On Tuesday Stripe also announced a partnership with Visa, one of the world's largest credit card companies, in which the two will work on ways to improve digital transactions. The companies said they expected to collaborate on initiatives like payments security, as well as software like website "buy buttons."
Stripe said it would rely on Visa's global footprint to expand its international availability. Stripe is currently available to businesses in more than 25 countries, and hopes to expand further with help from Visa.
"As Stripe thinks about the best ways to move the overall payments ecosystem forward, the biggest determinants on the financial side are the credit card networks," Patrick Collison, co-founder and chief executive of Stripe, said in an interview. "We hope to continue working closely with them."
That Visa is partnering with Stripe instead of a larger payments processor is something of a coup for the start-up. Visa has become increasingly wary of other payments companies, such as PayPal, which processed more than $220 billion in online transactions last year and this month was spun off from its onetime parent, eBay. While PayPal has handled online credit transactions since the early days of e-commerce, Visa said it became concerned by PayPal's ability to siphon customer relationships away from card companies and steer customers to debit transactions, in which PayPal sees healthier profit margins.
"They also have a very big business that they then use our transactions to mine from, to disintermediate our clients' relationship with us," Charles W. Scharf, chief executive of Visa, said of PayPal in a conference call with Wall Street analysts last week.
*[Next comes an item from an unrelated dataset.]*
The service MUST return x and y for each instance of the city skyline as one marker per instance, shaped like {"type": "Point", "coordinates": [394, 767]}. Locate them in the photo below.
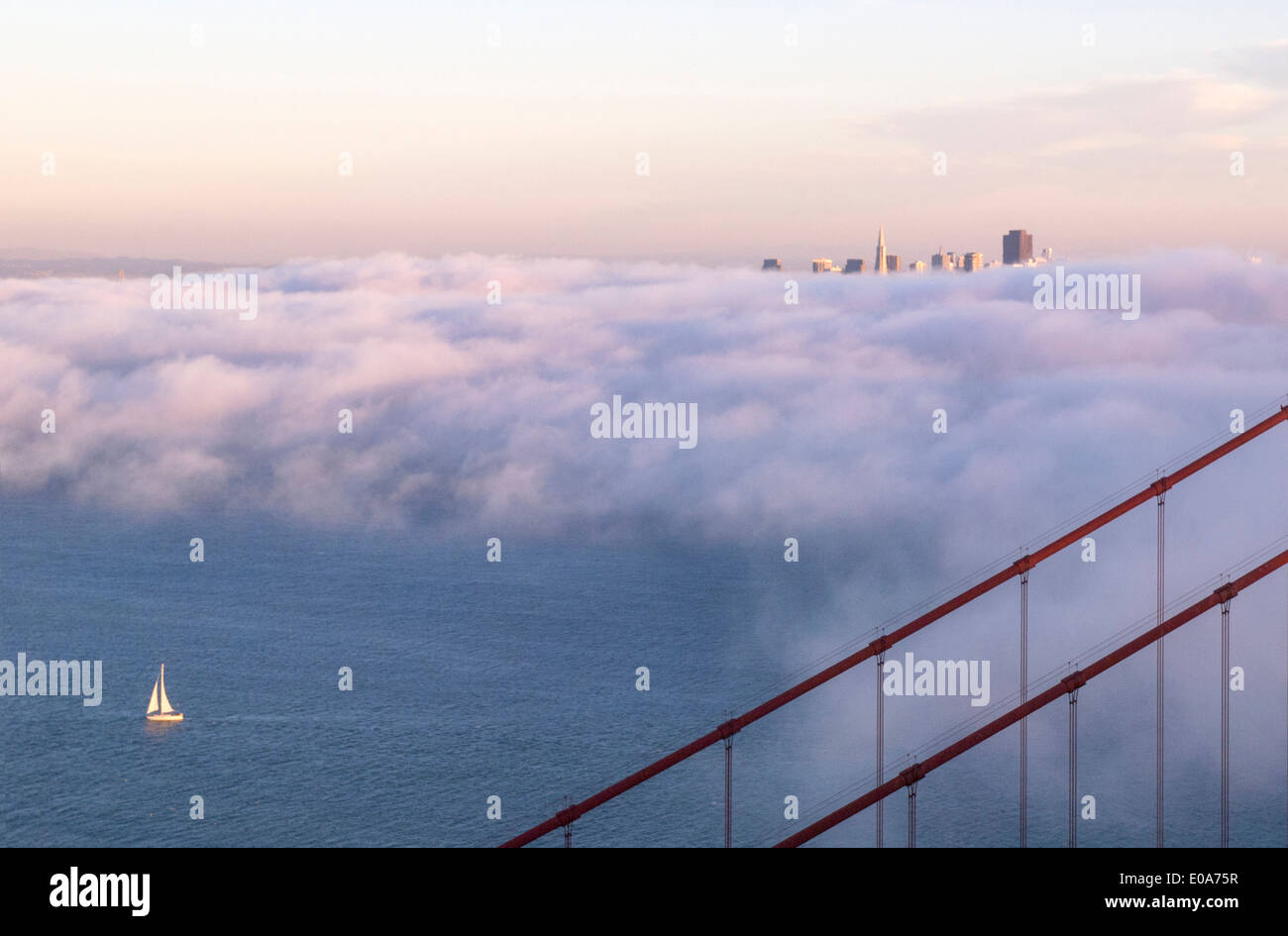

A PayPal spokeswoman declined to comment. PayPal also competes directly with Stripe through Braintree, a start-up that PayPal acquired for $800 million in 2013. Both companies are popular in Silicon Valley.
Stripe, in contrast, has positioned itself as a friend to the major credit networks. It worked with American Express to create a PayPal-like buy button, which became available to online merchants earlier this month.
"Stripe is not competing with the card networks," said Michael Moritz, a Stripe board member and partner at Sequoia Capital. "The fact that Visa has chosen to invest in Stripe, not in PayPal, is of absolutely huge significance."